Food and nutrition policies are urgently needed to help redesign food systems so as to tackle these challenges and promote healthy and sustainable diets. Evidence is essential to inform these policies. In this regard, an increasing number of nutritionists are calling for more support for the development, implementation and evaluation of interventions based on dietary patterns and food systems. Yet in practice, food and nutrition policy agendas are dominated by micronutrient-oriented interventions such as nutrient fortification and food reformulation. Whereas these interventions align with the interests of certain food scientists/nutritionists and provide opportunities for food manufacturers to develop new processed food products, questions are being raised about their effectiveness and risks.
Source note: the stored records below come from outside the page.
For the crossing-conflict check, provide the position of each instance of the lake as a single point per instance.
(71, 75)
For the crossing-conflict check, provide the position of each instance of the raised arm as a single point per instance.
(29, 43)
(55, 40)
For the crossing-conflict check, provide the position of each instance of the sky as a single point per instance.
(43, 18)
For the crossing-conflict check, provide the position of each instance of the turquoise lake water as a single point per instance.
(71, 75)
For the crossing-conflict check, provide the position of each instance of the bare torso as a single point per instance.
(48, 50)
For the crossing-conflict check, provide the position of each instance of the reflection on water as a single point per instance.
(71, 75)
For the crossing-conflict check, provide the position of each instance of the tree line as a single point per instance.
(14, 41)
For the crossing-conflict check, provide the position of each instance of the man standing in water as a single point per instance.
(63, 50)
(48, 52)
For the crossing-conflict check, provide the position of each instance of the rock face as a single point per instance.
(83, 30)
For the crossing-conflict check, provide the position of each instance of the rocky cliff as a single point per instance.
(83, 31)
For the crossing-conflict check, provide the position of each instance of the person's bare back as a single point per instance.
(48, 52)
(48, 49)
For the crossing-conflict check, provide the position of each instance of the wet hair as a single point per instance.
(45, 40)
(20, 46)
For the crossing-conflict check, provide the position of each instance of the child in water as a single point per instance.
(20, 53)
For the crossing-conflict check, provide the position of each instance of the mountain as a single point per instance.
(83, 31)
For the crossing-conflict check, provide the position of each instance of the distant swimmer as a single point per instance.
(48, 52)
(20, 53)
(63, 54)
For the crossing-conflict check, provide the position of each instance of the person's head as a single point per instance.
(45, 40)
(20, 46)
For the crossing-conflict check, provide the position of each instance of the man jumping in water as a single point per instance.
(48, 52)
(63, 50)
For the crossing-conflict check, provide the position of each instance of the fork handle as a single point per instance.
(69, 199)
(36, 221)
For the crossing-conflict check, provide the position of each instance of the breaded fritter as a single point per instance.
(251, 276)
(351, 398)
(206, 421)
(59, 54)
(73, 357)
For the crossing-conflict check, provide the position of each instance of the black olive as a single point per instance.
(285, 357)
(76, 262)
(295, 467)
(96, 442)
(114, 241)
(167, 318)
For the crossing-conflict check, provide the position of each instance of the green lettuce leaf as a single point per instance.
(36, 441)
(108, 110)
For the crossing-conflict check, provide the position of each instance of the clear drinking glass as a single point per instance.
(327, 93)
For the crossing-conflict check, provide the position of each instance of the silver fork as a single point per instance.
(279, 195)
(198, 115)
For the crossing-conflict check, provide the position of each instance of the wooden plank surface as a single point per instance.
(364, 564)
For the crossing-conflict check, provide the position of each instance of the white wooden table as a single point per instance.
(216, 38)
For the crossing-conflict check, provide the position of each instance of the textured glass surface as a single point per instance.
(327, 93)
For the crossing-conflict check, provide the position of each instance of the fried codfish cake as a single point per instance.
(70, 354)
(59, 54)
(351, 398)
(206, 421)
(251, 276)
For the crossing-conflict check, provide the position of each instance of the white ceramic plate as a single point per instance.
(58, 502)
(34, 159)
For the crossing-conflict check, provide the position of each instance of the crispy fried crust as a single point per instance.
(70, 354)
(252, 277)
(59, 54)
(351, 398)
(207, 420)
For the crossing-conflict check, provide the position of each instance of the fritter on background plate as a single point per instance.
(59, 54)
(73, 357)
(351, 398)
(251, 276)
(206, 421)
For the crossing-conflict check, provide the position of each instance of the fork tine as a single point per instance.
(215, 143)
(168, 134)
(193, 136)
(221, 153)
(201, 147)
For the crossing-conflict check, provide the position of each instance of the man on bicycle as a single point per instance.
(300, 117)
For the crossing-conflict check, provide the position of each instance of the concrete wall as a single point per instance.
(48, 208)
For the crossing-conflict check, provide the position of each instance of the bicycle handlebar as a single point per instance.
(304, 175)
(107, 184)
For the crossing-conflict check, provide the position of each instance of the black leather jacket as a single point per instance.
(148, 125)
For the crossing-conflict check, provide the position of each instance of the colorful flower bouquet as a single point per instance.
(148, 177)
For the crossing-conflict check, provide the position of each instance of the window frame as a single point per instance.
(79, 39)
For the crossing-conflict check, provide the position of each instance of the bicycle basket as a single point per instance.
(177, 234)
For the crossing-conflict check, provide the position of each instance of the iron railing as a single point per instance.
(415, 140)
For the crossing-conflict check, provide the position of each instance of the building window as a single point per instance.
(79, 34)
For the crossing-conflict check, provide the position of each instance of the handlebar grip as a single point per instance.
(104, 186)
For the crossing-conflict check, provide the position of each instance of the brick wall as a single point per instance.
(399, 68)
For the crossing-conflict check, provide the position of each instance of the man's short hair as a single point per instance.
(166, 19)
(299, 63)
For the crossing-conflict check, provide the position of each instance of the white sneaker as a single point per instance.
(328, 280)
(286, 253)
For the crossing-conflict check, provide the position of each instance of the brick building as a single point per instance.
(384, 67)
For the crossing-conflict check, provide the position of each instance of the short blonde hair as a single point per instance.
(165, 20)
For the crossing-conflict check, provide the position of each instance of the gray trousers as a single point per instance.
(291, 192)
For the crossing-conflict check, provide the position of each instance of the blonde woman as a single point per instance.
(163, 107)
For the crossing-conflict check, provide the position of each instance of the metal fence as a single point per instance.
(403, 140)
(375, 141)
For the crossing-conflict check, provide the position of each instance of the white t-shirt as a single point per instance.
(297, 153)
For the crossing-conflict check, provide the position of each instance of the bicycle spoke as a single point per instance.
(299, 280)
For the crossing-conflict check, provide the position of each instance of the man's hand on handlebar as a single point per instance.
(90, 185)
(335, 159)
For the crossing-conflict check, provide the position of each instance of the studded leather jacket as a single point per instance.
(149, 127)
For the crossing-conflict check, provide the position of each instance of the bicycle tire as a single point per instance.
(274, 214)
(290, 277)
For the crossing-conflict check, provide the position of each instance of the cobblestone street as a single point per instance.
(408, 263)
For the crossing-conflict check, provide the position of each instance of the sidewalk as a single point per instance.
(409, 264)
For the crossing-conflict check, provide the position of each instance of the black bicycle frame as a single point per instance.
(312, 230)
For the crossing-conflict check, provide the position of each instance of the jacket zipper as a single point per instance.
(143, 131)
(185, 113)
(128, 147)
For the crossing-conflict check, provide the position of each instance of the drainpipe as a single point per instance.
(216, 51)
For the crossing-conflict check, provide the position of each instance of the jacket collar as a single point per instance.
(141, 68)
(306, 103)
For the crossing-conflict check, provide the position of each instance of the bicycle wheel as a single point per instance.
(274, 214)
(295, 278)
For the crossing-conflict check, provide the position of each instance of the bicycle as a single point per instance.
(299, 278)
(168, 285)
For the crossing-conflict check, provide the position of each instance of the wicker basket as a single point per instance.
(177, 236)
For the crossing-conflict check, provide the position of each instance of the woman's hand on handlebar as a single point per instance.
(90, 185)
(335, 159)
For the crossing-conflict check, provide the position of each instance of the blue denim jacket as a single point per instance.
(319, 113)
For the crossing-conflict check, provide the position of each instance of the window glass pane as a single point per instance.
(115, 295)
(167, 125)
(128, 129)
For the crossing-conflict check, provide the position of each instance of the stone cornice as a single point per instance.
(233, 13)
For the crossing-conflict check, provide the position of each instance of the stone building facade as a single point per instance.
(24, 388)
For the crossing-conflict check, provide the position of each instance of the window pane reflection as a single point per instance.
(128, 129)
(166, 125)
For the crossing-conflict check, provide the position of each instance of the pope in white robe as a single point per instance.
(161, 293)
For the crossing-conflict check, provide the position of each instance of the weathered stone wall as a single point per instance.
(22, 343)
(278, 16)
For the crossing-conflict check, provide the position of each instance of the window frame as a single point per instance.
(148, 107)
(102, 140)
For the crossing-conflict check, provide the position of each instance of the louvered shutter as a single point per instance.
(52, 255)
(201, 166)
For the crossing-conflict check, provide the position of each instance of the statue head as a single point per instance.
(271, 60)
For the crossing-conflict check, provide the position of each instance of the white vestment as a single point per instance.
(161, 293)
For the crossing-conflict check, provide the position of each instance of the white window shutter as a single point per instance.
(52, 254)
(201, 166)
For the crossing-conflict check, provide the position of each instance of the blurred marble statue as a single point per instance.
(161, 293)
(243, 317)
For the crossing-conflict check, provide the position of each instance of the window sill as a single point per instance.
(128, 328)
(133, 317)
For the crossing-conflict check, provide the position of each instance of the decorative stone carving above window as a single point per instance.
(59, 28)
If food and nutrition policy is evidence-informed, how is this situation arising? Evidence use in food and nutrition policy-making has become problematic. What counts as evidence for informing food and nutrition policy? Is the generation, synthesis and translation of evidence use in food and nutrition policy-making independent of political influence and vested interests?
This seminar will operate from the premise that conventional nutrition science with its foundations in medical settings and its reliance on reductionist methods to generate an evidence base, is insufficient to tackle contemporary food and nutrition challenges. The argument to be presented is that nutrition science and the evidence synthesis models to support food and nutrition policies need to be reformed.
A framework will be presented to help extend the conceptual basis of evidence synthesis models beyond their current emphasis on the evaluation of nutrient trials, to the evaluation of food-, dietary pattern-, and food system interventions. The reform agenda requires that this conceptualisation be complemented with changing the ‘one size fits all’ mindset for evidence synthesis models and methods in nutrition to the more pertinent ‘fit for purpose’. Until food and nutrition policy researchers and practitioners act upstream to reform the conventional evidence synthesis models that dominate evidence use in food and nutrition policy-making, too much of our efforts will continue to be constrained to responding downstream to the consequences of poorly formulated policies.